Clustering Analysis to Characterize Mechanistic–Empirical Pavement Design Guide Traffic Data in North Carolina

This paper presents attempts to generate regional average truck axle load distribution factors (ALFs), monthly adjustment factors (MAFs), hourly distribution factors (HDFs), and vehicle class distributions (VCDs) for North Carolina. The results support Mechanistic–Empirical Pavement Design Guide (MEPDG) procedures. Weigh-in-motion data support the analysis and generate seasonal factors.
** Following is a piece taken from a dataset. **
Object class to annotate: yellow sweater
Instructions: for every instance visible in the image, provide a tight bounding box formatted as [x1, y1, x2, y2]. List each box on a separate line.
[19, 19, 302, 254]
MEPDG damage-based sensitivity analysis shows that pavement performance is sensitive to North Carolina site-specific ALFs, MAFs, and VCDs. Similar results occur for national default values of ALF, MAF, and VCD. Hierarchical clustering analysis based on North Carolina ALFs and MAFs develops representative seasonal traffic patterns for different regions of the state. Findings show that seasonal truck traffic has distinct characteristics for the eastern coastal plain, the central Piedmont, and the western mountains. A simplified decision tree and a related table help the pavement designer select the proper representative patterns of ALF and MAF. To develop VCD factors, the approach uses 48–h classification counts and a seasonal factoring procedure to account for day-of-week and seasonal variations. The approach incorporates site-specific truck traffic to improve the accuracy of pavement design. On the basis of sensitivity analysis results, pavement performance is found to be insensitive to North Carolina site-specific and national default values of HDF; thus, the average statewide HDF values may be used as input to MEPDG. Specific contributions of this research are the relative insensitivity of pavement performance to HDF, the use of 48-h classification counts to estimate VCD inputs, and a decision tree and table to help pavement designers select the proper ALF and MAF inputs.